Questions pertaining to danksharding validation committees

Hi all,

From this post on two-slot PBS, danksharding is meant to be a two-slot process, meaning (if I’ve understood it correctly) it will take two 8-second slots for the whole build-propose-verify-append process to be completed.

After the intermediate block deadline, we see the remaining ‘N-1 committees’ attest to the block body. My first questions:

  1. Is the committee size here still the same as that intended immediately post-Merge, i.e. 128 validators, or something else?
  2. What is N here? The whole validator set available divided by 128?
  3. These N-1 committees attest to the block body tying up to the block header. But do they also verify for data availability and transaction validity (i.e. check for validity proofs in the case of ZKRs, or raise fraud proofs in the case of ORs)?

My next questions relate to this popular report, and specifically, this image from it:

(Image taken from section titled ‘Danksharding – Honest Majority Validation’.)
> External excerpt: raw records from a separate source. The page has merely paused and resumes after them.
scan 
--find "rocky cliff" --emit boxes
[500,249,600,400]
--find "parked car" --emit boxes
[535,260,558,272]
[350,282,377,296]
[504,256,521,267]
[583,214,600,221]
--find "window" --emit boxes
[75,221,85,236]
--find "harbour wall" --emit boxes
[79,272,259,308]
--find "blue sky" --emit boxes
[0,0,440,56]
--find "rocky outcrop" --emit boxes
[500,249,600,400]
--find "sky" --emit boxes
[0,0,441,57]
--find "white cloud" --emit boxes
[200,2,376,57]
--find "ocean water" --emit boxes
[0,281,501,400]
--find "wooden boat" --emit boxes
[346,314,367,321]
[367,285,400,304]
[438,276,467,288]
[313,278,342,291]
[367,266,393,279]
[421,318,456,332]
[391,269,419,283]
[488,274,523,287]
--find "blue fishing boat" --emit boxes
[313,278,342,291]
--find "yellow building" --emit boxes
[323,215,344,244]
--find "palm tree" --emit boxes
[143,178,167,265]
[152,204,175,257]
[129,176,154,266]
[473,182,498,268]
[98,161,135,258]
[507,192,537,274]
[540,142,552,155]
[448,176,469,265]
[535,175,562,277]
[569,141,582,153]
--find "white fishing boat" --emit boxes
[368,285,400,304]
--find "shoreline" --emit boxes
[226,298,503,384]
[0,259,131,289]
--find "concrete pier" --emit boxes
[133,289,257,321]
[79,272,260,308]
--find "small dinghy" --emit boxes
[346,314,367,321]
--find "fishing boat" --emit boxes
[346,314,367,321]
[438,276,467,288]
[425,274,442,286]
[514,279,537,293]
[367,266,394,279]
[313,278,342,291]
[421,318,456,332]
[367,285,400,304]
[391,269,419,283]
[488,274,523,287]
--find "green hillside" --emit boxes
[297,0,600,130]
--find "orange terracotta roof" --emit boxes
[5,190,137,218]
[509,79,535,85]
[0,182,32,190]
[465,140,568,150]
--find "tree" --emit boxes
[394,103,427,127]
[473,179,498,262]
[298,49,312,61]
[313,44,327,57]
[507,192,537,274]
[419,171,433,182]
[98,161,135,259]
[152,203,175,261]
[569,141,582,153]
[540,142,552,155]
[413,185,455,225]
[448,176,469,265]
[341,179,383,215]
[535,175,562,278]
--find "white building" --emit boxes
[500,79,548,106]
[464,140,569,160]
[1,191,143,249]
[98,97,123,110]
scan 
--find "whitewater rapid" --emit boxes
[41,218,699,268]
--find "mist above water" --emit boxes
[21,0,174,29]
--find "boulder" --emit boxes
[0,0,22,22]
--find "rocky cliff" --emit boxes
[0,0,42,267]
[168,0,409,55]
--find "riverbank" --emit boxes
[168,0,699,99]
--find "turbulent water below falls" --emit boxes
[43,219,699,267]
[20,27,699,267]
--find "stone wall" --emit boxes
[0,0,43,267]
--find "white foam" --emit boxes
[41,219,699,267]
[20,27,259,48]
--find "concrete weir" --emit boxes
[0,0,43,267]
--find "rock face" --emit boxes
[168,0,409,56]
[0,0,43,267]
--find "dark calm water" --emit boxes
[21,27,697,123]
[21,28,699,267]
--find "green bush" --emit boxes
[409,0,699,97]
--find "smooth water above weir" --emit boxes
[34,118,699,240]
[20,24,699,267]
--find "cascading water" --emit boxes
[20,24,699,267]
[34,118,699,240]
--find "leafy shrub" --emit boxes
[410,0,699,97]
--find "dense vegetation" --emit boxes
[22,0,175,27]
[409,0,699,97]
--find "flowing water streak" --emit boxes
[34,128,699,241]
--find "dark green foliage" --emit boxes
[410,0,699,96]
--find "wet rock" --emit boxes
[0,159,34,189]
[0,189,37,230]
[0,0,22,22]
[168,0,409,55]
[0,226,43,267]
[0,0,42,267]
My additional questions from the image:

  1. 1/32 of the whole validator set is assigned to attest to the data availability of the block in each slot, as there are 32 slots in an epoch. But with PBS, the block cycle now should take two slots! So is this incorrect? Or should it be something like 1/16 attesting every two slots?
  2. Is ‘1/32 of the validator set’ meant to be the same as the ‘N-1 committees’, and these data availability checks happens at the same time as that process? Or is this data availability verification a separate process with different groups of validators that happens after the ‘N-1 committee’ attestation?
  3. Does the ‘1/32 of the validator set’ also attest to the transaction validity of each block?
  4. Later in the same report it’s stated that it’s intended for the other full nodes (i.e. those not in the validation set) to do their own private data availability sampling. If so, will they also be doing their own transaction validity verifications? This may be trivial for validity proofs, but I expect it may be quite onerous for fraud proofs. How would this work in practice?